The Economy and Ecology of Neighbor Love

My vote for the press photo of the year would be the one taken by Joshua Bickel on April 13 and circulated widely since. Covering a Coronavirus response update from within the Ohio Statehouse, the photojournalist turned his camera toward the angry protesters with flags, red Trump hats, and masks outside—freeze-framing their raw rage and shouts of protest over stay-at-home orders.

The photo captures some of the painful divisions and complex ironies of our political/economic/cultural fabric—including, here, the irony of “law-and-order” conservatives defying local laws and taking to the streets, the President goading them on. One hopes that the new activists will gain some measure of empathy for more experienced protesters within Black Lives Matter, MeToo, or immigrants’ rights movements. One hopes, too, that liberals quick to relish in their anger can see also the real pain and anxiety underneath it. We may yet find ways to connect.

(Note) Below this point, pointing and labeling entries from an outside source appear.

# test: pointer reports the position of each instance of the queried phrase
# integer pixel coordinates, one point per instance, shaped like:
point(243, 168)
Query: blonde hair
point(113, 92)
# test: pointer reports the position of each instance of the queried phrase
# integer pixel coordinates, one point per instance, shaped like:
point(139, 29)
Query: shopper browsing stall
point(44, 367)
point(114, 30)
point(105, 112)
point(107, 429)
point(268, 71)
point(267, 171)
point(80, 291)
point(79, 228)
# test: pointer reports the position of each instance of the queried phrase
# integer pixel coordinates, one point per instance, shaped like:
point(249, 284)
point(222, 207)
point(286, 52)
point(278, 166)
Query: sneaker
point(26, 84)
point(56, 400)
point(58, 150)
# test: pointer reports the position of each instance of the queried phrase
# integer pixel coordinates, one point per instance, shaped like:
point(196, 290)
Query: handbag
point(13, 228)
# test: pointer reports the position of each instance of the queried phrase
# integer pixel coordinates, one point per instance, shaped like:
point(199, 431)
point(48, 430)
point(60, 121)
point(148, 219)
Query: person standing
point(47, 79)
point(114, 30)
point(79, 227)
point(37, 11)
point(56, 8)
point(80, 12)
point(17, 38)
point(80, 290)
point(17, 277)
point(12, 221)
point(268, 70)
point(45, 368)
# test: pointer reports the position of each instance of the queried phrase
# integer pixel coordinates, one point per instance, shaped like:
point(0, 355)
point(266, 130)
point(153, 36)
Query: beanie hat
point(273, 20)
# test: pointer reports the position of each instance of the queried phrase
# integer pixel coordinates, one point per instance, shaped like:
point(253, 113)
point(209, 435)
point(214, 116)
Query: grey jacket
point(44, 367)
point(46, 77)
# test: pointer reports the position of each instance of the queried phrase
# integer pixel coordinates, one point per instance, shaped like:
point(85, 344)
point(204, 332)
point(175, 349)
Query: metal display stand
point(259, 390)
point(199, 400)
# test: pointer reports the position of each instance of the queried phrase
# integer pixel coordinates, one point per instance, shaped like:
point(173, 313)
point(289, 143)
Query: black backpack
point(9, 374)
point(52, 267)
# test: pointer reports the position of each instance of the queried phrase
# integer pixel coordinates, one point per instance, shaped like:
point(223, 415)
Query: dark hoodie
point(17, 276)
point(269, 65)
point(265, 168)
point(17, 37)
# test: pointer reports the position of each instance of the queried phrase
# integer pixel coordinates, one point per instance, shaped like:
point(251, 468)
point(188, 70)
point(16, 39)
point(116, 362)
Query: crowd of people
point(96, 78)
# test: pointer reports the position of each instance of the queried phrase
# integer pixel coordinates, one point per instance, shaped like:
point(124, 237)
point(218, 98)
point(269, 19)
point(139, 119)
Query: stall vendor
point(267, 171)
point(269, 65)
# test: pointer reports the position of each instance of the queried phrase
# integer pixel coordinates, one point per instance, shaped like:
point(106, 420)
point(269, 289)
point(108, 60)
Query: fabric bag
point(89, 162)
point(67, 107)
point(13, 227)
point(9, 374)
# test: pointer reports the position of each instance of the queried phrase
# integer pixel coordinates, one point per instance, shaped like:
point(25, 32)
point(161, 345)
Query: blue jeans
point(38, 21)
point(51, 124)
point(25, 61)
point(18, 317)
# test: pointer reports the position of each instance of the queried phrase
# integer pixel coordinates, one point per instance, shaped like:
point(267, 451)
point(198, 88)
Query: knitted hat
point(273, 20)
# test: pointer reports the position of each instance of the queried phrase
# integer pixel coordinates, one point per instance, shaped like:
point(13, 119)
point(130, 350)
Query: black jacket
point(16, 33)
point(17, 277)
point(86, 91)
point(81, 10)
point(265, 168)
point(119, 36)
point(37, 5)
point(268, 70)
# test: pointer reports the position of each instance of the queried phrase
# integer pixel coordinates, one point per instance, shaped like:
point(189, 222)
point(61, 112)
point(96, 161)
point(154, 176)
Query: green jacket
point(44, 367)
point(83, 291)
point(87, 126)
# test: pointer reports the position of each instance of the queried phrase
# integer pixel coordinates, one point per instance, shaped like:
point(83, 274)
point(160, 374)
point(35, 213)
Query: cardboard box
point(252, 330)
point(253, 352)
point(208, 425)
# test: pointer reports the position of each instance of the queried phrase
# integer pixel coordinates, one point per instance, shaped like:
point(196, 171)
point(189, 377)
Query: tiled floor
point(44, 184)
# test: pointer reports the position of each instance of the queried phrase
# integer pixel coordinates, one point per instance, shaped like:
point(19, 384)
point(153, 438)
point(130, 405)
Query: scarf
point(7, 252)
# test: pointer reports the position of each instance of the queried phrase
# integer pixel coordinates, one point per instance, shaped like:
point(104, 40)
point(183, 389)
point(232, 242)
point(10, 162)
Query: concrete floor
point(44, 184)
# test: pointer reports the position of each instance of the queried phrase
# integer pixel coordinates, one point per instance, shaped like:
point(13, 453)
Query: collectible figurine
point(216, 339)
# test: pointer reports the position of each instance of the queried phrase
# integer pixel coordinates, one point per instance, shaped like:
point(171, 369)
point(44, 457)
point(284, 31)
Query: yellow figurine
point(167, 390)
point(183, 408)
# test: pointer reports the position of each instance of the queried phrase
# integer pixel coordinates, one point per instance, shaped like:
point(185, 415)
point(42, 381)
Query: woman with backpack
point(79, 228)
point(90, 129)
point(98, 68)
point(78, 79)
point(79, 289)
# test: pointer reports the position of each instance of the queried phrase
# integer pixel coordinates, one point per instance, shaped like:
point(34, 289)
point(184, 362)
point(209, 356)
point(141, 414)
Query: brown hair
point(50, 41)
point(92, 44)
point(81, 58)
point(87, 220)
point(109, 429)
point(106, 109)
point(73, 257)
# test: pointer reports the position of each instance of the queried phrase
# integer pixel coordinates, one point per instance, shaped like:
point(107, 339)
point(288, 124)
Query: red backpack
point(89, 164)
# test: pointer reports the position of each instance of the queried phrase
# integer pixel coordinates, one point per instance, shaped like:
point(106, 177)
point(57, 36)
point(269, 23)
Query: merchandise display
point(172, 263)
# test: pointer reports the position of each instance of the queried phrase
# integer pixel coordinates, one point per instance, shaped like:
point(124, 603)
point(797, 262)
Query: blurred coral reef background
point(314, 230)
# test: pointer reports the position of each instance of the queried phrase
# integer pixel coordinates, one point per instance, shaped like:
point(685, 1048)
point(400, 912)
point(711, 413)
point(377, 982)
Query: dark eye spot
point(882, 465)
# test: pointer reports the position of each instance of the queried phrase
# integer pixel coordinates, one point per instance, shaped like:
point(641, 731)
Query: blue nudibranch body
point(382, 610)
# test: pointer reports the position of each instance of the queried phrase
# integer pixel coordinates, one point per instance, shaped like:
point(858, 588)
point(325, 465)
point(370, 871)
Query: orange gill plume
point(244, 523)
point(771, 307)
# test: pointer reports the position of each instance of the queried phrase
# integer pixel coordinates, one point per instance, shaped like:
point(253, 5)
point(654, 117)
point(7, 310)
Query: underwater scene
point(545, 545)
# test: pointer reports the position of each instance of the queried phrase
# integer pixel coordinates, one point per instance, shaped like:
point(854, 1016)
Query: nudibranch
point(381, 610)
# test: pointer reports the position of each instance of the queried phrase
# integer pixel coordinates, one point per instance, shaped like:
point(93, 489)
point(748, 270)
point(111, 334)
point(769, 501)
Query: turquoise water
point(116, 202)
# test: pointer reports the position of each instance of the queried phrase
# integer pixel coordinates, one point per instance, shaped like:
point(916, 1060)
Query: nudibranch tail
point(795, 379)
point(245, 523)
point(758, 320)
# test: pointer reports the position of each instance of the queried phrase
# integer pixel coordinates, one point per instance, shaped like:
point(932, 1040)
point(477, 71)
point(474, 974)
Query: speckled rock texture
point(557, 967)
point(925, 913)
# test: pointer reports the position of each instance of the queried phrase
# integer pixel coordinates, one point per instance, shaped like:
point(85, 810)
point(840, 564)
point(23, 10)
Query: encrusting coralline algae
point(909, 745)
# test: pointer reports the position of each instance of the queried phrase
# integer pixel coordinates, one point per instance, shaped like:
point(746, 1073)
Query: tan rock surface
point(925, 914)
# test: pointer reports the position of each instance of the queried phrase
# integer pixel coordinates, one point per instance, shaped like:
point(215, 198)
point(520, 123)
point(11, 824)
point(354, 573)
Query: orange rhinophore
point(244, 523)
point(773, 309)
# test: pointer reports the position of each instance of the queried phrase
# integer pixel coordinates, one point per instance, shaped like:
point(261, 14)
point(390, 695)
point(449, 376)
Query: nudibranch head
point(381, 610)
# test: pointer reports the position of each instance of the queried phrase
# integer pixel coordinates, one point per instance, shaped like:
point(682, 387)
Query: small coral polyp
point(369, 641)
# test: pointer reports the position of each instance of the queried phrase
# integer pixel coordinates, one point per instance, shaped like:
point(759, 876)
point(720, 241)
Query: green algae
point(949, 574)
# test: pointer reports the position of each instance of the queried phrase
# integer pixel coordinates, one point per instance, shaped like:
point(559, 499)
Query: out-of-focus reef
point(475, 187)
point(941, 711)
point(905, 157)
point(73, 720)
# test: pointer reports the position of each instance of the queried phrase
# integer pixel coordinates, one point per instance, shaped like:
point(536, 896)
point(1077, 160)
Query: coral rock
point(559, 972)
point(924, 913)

Our larger debate is between saving livelihoods by opening up the economy and saving lives by continuing to shelter-in-place. That debate, too, is complex and ironic. Complex because livelihoods, the means of securing the necessities of life, also obviously preserve lives, and because the lives saved are qualitative and not merely quantitative, notwithstanding death toll tickers on every cable news channel. Indeed, a now-obsolete meaning of “livelihood” is the quality of being lively—truly alive.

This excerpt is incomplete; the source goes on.